Caporedattore Centrale Responsabile TGR RAI della Campania.
Giornalista professionista dal 1988

Ama la famiglia, i libri, i dischi (rock, pop, jazz e new age), i film (su tutti "Blade runner"), Capri e il calcio

Filosofo (o giudice?) mancato

Tifa per Napoli e per il Napoli

Category: Articoli

❤️ Un anno senza Giovanni e gli altri angeli di Torre del Greco


❤️ Un anno senza Giovanni e gli altri angeli di Torre del Greco

Giovanni Battiloro

È trascorso un anno senza Giovanni. Un dolore indicibile, quello sofferto dal suo papà Roberto Battiloro, nostro amatissimo amico e collega, dalla sua mamma Carmela, dalla sorella Laura. Una ferita lancinante anche per l’intera grande famiglia della Rai di Napoli.
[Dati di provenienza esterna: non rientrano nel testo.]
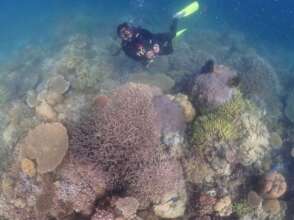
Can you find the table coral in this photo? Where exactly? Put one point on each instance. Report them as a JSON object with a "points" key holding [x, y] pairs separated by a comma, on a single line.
{"points": [[48, 144]]}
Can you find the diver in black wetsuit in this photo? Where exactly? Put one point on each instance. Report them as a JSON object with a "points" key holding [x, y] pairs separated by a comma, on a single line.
{"points": [[142, 45]]}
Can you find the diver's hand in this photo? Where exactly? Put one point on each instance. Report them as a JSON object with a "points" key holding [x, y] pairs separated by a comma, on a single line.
{"points": [[150, 55]]}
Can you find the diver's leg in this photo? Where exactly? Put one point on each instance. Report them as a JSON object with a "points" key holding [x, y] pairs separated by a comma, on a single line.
{"points": [[173, 28]]}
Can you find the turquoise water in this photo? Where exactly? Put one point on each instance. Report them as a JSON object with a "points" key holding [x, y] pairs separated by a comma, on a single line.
{"points": [[78, 142]]}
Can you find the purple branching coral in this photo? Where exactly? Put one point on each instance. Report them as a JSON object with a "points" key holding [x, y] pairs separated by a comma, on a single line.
{"points": [[120, 140]]}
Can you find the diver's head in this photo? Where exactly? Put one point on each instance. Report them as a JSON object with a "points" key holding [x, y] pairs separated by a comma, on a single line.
{"points": [[125, 31]]}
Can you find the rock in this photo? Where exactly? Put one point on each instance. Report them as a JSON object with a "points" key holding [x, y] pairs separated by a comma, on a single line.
{"points": [[292, 152], [127, 206], [289, 110], [187, 107], [46, 112], [205, 204], [7, 185], [28, 167], [272, 207], [224, 206], [10, 135], [273, 185], [254, 200], [58, 85], [31, 99], [275, 140], [164, 82], [47, 144], [171, 206], [54, 98]]}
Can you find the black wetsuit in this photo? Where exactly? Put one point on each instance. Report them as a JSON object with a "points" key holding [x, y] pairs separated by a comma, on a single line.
{"points": [[143, 41]]}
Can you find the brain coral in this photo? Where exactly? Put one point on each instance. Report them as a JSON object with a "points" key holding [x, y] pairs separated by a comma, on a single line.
{"points": [[121, 139], [48, 144]]}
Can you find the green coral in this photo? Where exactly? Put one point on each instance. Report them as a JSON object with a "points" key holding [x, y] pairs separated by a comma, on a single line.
{"points": [[221, 124], [242, 208]]}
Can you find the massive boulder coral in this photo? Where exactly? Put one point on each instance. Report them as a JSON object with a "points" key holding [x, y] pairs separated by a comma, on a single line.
{"points": [[273, 185], [121, 141], [213, 89], [47, 144]]}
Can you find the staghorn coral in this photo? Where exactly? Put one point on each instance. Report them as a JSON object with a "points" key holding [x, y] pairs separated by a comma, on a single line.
{"points": [[78, 185], [48, 144], [219, 125], [121, 140]]}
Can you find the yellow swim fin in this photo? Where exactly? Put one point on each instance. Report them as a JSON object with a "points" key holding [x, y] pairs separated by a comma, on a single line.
{"points": [[181, 32], [188, 10]]}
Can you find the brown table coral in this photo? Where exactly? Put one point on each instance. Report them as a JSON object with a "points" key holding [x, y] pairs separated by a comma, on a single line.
{"points": [[47, 144]]}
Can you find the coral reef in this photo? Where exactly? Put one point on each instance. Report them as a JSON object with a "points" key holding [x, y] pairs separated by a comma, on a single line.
{"points": [[241, 208], [273, 185], [128, 207], [289, 110], [212, 90], [162, 81], [47, 144], [235, 121], [259, 81], [224, 206], [219, 125], [127, 146], [187, 107], [272, 207]]}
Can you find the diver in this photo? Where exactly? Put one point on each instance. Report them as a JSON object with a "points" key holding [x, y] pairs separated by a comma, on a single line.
{"points": [[144, 46]]}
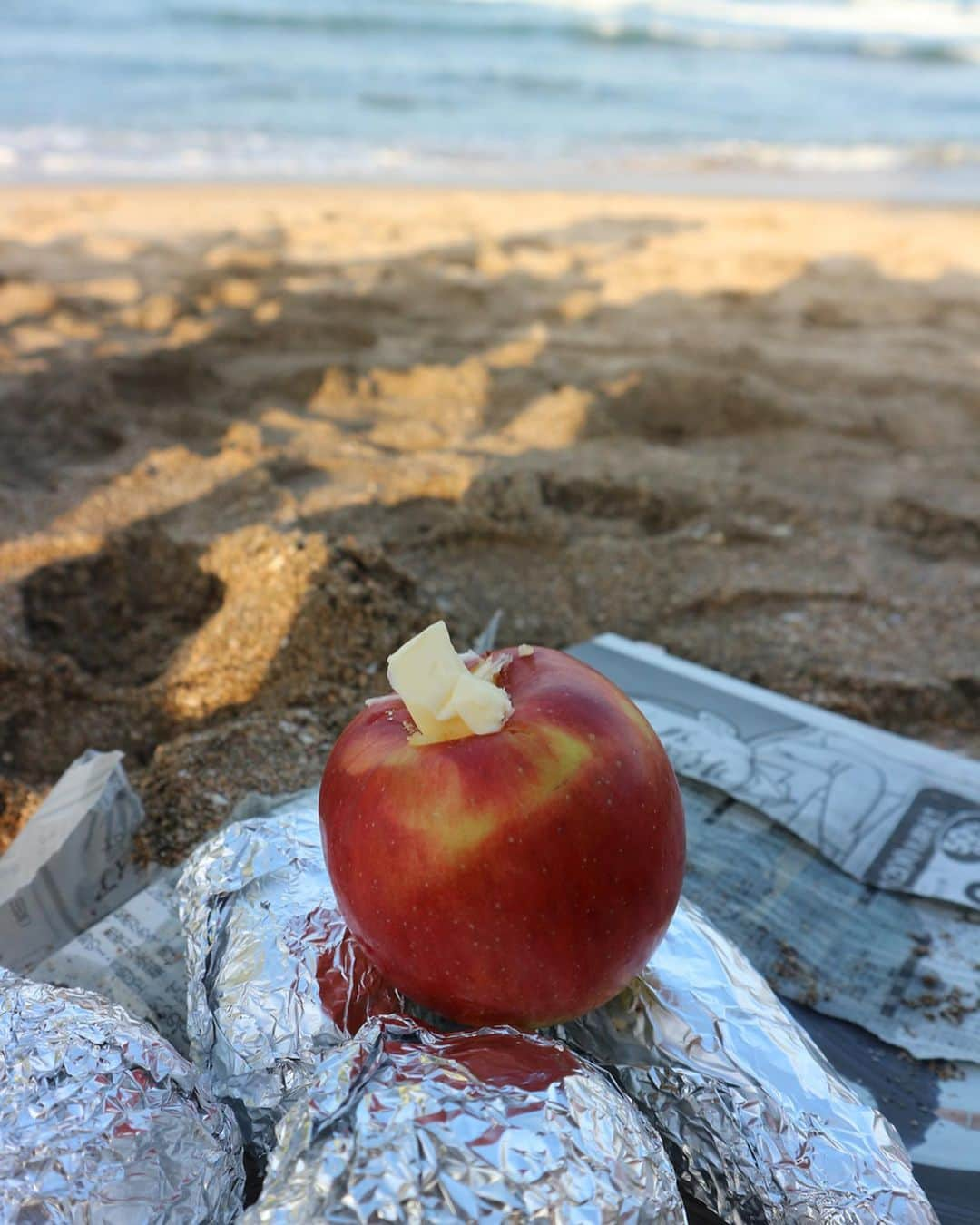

Giovanni era un figlio, un fratellino, un nipotino per tutti noi che in redazione avevamo imparato ad amarlo, a volte incontrandolo di persona e spesso attraverso i racconti del suo papà, tanto orgoglioso di lui e dei suoi progressi. Giovanni era un ragazzo splendido e solare, ma anche un reporter di razza, un bravissimo giornalista per immagini, un professionista con la P maiuscola, guidato dalla passione per il lavoro e per il suo territorio, che amava raccontare con la speranza di un futuro migliore. Quello stesso futuro che è stato improvvisamente negato a lui e ai suoi amici del cuore, Matteo Bertonati, Gerardo Esposito e Antonio Stanzione, che hanno avuto un solo torto: quello di trovarsi su quel maledetto Ponte Morandi nel momento sbagliato. Erano le 11:36 del 14 agosto. Trecentosessantacinque giorni dopo, dalla redazione del Tgr Campania si alza più che mai forte la richiesta di giustizia e verità per Giovanni, per gli altri giovani angeli di Torre del Greco e per tutte le vittime del crollo di Genova. Roberto carissimo, ti vogliamo bene e il tuo Giovanni sarà per sempre nei nostri cuori. Non lo dimenticheremo mai e vi saremo sempre vicini con tutto l’amore del mondo.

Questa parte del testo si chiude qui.